I’ve noticed the addition of a line break after a full stop in text works differently in a description to a say command. In the code below, the description behaves as I would expect but uncommenting the bottom line results in the text having a line break added, even though the text passed to the say command is identical to the text from the description.
Is this a bug? It seems like a bug, but I’m relatively new to Inform so maybe there is some reason I’m not aware of that this behaviour is correct.
Test number is a number that varies. Test number is 0.
Test room is a room. The description of test room is "This is a test room."
The Test thing is a thing in the test room. The description of test thing is "Test line 1.[if test number is 0] Line 1 continued."
[Instead of examining the thing: Say "Test line 1.[if test number is 0] Line 1 continued."]
Try different placement for the [if] relative to periods, exclamation marks, or question marks – the typical approach is:
[code]The Test thing is a thing in the test room.
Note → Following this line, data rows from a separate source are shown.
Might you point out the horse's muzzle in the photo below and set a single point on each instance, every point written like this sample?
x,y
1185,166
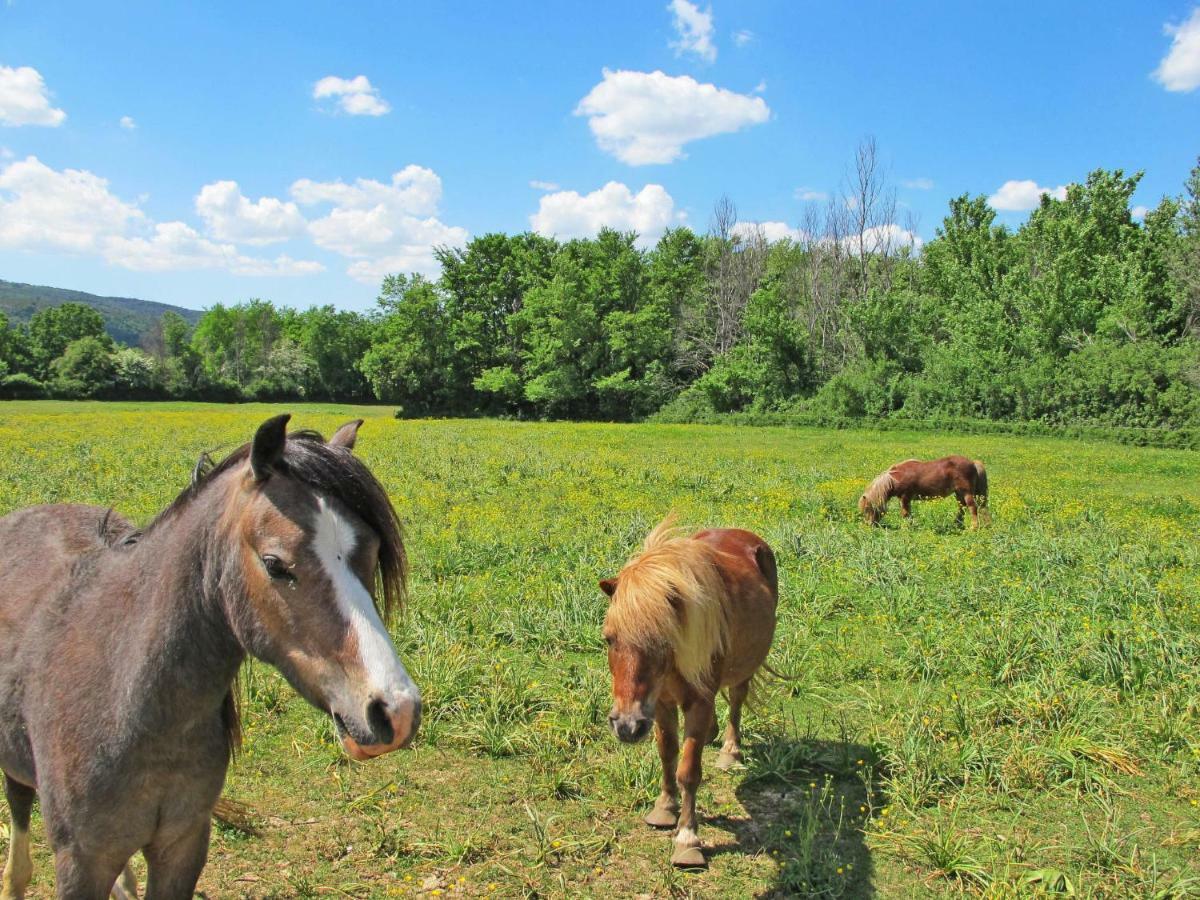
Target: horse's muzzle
x,y
384,726
630,729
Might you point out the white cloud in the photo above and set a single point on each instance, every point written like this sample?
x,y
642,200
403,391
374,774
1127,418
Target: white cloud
x,y
73,210
1180,69
809,195
695,30
645,118
569,214
24,99
70,210
355,96
177,245
229,216
771,232
1020,196
888,238
383,227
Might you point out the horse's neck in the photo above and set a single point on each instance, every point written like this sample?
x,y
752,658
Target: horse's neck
x,y
178,637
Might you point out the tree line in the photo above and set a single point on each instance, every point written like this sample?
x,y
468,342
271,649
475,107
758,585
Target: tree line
x,y
1083,315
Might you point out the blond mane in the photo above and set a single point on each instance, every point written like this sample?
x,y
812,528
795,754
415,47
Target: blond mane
x,y
673,567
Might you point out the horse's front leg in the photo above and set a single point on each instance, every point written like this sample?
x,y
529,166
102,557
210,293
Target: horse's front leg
x,y
696,721
83,876
19,869
666,735
173,867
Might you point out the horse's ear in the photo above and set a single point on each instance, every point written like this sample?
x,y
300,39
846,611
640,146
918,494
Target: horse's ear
x,y
268,447
347,435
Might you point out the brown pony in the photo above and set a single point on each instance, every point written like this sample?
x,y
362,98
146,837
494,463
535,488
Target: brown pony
x,y
913,479
688,617
120,651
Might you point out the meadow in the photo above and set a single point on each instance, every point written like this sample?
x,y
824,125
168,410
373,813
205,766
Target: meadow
x,y
1009,712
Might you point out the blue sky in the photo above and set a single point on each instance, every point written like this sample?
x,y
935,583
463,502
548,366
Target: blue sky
x,y
298,151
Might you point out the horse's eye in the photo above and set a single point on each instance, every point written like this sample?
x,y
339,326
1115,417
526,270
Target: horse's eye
x,y
277,569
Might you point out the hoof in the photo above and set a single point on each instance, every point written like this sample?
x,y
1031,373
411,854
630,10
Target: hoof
x,y
689,858
726,761
661,817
The description of test thing is “Test (carry out) line 1[if test number is 0]. Line 1 continued[end if].”
Instead of examining the thing when switch is at least 1: Say “Test (instead) line 1[if test number is 0]. Line 1 continued[end if].”[/code]
I’m not sure why the effect of doing it your way shouldn’t count as a bug. It’s at least an inconsistency.
It’s not a bug – everybody knows that Inform works like this and it’s not going to change.
If you want to assert it’s a design misfeature, I don’t think anybody would argue. The linebreak system evolved around making common cases work in early development; more complicated cases have had to fend for themselves.
I think everyone does understand (or at least quickly adjusts to) the default handling of text that ends with sentence-ending punctuation (./!/?) vs. that which doesn’t. But to be clear, I think what Sirwol was pointing to was the difference between the way that is handled at the start of an [if] block when it occurs:
- inside a thing’s description string (where no break occurs) vs.
- inside an instead rule’s say statement string (where a break does occur).
I may just be being dense, but I can’t think of the common uses this difference in behavior would be intended to support. Will you provide an example?
Ending punctuation is handled differently when printing a text value versus saying a literal string. I’m not saying that the example of this [if] block is intended to be specifically useful.
I get that. I’m just curious as to what the intended utility was. If nothing else, having some idea of what that intended utility was supposed to be would offer a better understanding of how to work “with the grain” of I7.
The specific difference you mentioned (handling of a text property vs. a literal string) isn’t elucidated in WWI 2.3 Punctuation, 5.2 How Inform read quoted text, or 5.8 Line breaks and paragraph breaks – though it is obviously very useful to know.
Sorry, I can’t cite you an example. It probably had to do with how object descriptions and room descriptions were printed – that’s the most common example of text properties.